In solidarity and love,
Susu
Have a question for Susu?
Just send an email to suleika@theisolationjournals.com with the subject line “Dear Susu.” Include your query and any necessary context about you and your situation. (If you wish to remain anonymous, that’s more than fine—just let me know or offer up a pseudonym.) I do read each one, and if I choose yours, I’ll answer as fully and thoughtfully as I can.
My closest, dearest Annie died with just a few months' warning in 2007. She called me two days before she passed to say "I want you to know that you have been the best friend I ever had." What she didn't know is that two other close friends had just dumped me a couple weeks before, and I was shaking in self-doubt. When I had visited (out of state) 4 months before, at the start of her diagnosis, she gave me two tiny spoons for sugar or jam. I touch them daily, and want to cry for the loss of her. And I feel her with me. The loss of friends, whether rejection or ultimate, is for me the hardest of all losses. I need to write about this, I can tell by the tears in my eyes right this moment. Feel it all. Hugs.

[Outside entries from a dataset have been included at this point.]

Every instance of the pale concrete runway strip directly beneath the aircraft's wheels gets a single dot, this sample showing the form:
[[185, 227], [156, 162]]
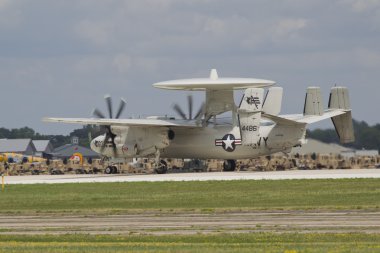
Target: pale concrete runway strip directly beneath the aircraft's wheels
[[243, 175]]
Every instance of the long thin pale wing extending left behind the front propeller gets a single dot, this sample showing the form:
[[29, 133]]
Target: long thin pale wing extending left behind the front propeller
[[127, 122]]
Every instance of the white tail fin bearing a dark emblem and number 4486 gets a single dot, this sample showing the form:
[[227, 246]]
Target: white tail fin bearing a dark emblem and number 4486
[[250, 115]]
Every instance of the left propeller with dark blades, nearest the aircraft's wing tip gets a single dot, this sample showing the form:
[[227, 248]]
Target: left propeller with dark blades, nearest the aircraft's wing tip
[[109, 136]]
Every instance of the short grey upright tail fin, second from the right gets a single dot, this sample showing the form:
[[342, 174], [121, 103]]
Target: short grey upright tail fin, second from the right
[[313, 102]]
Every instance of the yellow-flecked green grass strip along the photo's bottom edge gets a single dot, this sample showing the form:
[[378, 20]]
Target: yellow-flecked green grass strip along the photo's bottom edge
[[256, 242]]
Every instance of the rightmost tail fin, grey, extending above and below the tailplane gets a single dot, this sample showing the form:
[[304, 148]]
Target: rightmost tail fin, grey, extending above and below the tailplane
[[339, 99]]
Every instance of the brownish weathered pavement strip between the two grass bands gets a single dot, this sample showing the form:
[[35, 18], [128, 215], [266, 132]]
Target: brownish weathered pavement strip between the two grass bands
[[188, 223]]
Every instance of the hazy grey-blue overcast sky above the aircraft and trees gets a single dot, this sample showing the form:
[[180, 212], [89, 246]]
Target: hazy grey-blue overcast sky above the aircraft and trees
[[59, 58]]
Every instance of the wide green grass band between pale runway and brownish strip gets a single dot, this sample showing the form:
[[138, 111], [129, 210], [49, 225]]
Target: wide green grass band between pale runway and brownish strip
[[210, 196]]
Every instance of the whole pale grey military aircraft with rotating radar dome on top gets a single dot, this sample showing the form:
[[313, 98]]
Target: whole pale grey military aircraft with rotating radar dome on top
[[255, 128]]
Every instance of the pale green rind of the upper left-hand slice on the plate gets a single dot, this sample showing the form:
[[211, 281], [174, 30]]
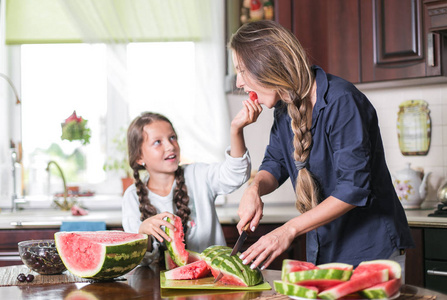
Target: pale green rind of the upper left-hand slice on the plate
[[318, 274]]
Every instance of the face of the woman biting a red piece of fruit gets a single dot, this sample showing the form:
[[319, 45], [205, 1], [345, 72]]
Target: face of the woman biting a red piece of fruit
[[244, 80]]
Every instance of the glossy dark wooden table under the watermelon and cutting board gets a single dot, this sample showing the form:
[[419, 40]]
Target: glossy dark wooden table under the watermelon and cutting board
[[144, 283]]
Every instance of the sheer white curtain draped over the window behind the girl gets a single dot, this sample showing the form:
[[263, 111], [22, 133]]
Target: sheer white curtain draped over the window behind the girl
[[117, 23]]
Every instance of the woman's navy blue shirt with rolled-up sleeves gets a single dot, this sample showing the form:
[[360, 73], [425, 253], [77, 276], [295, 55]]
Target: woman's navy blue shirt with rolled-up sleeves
[[348, 162]]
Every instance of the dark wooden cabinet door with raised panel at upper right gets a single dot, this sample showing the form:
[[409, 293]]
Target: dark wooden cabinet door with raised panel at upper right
[[393, 40]]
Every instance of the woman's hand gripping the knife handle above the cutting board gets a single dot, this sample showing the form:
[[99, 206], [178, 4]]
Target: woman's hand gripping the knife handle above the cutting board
[[250, 208]]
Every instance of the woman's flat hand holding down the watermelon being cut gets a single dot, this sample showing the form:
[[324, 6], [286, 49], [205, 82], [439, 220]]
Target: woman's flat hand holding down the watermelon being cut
[[267, 248]]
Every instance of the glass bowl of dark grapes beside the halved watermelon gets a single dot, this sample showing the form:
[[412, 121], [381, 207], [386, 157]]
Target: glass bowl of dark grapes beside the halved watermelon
[[41, 256]]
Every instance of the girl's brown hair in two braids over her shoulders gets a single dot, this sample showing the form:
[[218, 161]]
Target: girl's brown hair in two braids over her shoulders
[[135, 138]]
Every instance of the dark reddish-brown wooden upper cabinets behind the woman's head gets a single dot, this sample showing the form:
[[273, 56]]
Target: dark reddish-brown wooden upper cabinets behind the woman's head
[[368, 40]]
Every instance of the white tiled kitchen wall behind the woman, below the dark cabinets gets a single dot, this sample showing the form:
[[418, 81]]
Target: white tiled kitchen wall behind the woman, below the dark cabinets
[[386, 102]]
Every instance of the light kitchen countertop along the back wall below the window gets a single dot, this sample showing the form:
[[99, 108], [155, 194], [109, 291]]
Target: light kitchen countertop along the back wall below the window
[[273, 214]]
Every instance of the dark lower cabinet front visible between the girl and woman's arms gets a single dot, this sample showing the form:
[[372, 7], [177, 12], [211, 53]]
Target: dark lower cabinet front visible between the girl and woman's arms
[[296, 251]]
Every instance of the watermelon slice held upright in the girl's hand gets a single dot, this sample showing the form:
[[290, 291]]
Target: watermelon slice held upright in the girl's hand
[[176, 247]]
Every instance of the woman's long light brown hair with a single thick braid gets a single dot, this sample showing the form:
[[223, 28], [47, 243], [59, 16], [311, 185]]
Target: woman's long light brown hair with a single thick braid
[[273, 56]]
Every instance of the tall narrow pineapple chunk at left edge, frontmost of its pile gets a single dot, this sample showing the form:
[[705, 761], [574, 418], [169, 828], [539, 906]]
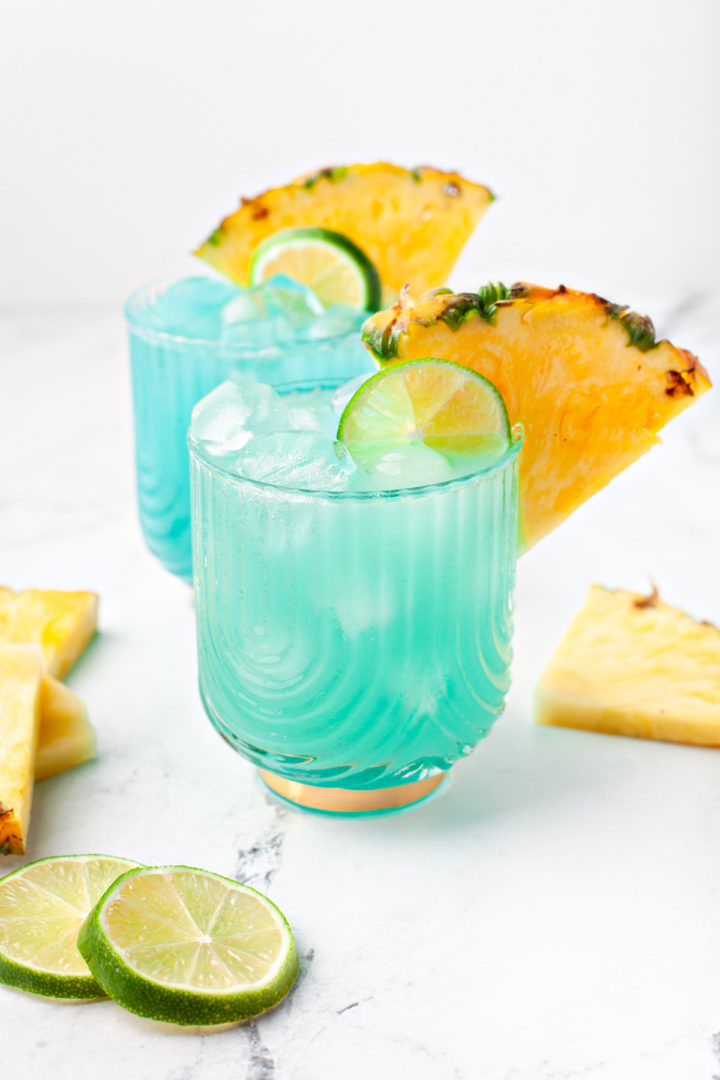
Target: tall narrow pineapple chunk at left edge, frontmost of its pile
[[21, 679]]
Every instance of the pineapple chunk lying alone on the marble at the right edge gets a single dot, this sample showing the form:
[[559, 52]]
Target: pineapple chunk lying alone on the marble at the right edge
[[632, 666]]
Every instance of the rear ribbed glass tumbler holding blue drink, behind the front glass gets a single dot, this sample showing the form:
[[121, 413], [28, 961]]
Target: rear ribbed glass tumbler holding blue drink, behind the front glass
[[170, 375]]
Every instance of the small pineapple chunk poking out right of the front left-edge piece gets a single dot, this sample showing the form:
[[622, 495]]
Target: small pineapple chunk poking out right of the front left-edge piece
[[66, 737]]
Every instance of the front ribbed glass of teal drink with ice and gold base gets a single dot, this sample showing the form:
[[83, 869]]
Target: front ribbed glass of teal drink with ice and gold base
[[350, 638]]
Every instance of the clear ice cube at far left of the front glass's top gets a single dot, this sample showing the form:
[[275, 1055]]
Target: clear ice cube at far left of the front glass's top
[[228, 418]]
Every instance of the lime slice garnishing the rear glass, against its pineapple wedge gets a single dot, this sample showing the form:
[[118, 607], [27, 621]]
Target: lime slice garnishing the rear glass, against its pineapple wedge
[[335, 268]]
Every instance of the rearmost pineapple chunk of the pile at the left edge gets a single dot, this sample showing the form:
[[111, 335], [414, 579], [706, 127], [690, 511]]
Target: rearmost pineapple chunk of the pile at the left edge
[[63, 623]]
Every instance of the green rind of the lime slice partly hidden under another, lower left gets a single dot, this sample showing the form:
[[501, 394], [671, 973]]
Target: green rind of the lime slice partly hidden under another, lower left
[[36, 980]]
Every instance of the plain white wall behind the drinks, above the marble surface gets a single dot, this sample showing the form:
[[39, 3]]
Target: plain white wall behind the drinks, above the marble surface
[[130, 129]]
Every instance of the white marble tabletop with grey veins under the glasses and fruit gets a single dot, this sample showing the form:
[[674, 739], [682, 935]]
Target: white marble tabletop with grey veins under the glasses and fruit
[[553, 915]]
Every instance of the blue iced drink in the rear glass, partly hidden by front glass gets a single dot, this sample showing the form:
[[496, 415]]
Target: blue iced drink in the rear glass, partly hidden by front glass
[[187, 339]]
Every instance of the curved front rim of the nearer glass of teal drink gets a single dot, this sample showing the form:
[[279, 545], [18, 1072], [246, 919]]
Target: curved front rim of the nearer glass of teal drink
[[500, 466]]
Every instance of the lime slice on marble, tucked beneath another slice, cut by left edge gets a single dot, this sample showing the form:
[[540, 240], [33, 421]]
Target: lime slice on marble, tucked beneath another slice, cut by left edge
[[43, 907]]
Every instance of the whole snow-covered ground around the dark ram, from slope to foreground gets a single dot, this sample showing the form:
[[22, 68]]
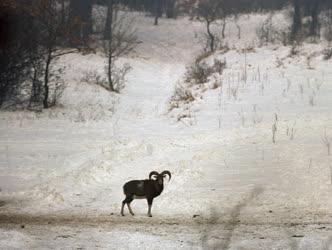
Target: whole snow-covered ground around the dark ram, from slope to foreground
[[62, 170]]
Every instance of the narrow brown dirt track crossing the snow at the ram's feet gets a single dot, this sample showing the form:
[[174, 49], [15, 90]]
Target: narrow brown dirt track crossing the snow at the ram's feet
[[113, 220]]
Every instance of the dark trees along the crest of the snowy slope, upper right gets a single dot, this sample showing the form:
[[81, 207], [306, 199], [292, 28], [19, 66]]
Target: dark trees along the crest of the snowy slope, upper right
[[306, 16]]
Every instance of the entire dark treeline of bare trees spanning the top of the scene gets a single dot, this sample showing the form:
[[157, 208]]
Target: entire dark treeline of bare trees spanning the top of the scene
[[35, 33]]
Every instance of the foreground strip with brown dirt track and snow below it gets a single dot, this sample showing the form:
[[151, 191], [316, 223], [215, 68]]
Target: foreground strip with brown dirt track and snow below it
[[115, 232]]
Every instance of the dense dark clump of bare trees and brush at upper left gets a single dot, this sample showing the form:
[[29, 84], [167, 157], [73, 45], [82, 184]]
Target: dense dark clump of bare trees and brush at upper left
[[33, 35]]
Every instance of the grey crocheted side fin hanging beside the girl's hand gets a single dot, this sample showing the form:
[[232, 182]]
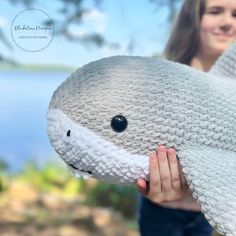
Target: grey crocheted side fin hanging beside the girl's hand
[[211, 175]]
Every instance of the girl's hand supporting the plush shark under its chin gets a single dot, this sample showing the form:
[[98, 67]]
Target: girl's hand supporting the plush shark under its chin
[[166, 181]]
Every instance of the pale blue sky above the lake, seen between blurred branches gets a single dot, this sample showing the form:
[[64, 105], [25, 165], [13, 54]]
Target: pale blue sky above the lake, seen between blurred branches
[[118, 21]]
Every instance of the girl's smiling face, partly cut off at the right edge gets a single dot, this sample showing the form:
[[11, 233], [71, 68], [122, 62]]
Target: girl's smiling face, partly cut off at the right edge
[[218, 26]]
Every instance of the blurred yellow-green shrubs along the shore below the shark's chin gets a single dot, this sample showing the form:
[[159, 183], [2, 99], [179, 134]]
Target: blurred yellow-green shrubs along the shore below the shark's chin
[[56, 179]]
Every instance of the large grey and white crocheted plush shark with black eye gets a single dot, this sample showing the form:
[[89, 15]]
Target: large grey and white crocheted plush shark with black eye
[[107, 116]]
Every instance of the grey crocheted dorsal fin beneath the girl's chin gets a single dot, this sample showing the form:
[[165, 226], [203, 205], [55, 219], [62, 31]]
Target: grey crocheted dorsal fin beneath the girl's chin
[[225, 66]]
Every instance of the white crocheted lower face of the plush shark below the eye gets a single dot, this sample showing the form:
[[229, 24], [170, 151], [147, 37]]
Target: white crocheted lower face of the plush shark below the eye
[[105, 160]]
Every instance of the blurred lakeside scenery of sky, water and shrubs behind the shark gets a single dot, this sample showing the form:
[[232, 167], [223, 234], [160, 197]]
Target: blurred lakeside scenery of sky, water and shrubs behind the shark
[[38, 195]]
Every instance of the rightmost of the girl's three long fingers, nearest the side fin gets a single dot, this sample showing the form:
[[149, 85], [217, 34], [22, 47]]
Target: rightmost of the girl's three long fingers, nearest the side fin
[[174, 169]]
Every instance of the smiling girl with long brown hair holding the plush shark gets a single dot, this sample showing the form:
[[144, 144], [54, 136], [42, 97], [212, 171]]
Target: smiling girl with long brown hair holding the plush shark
[[204, 29]]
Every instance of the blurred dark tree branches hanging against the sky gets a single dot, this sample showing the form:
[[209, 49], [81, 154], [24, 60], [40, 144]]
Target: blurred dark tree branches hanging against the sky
[[71, 13]]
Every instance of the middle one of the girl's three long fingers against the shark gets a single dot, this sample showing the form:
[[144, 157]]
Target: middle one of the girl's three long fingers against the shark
[[165, 175]]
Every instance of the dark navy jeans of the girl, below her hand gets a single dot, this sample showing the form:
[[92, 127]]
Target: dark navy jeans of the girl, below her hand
[[155, 220]]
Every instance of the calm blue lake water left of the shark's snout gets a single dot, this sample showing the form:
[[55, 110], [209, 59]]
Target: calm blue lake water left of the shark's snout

Thank you, beautifully written and it speaks directly to my heart as I’m sure it does for others. There may be a n idea there for me, I’ve been more or less in a “sickness unto death” place since this awful disease destroyed my inner narrative. Writing what I thought would be a fairly short remembrance of the people who’ve mattered most to me, I’ve found myself well past 125 pages. For certain entries I’ve laughed crazily and for others I’ve wept at length. I’m not sure what it all means, but the discovery process is worthwhile even if Sisyphean. Perhaps one day we may all find a place to compare notes. Meanwhile, your efforts and the room they create will more than suffice!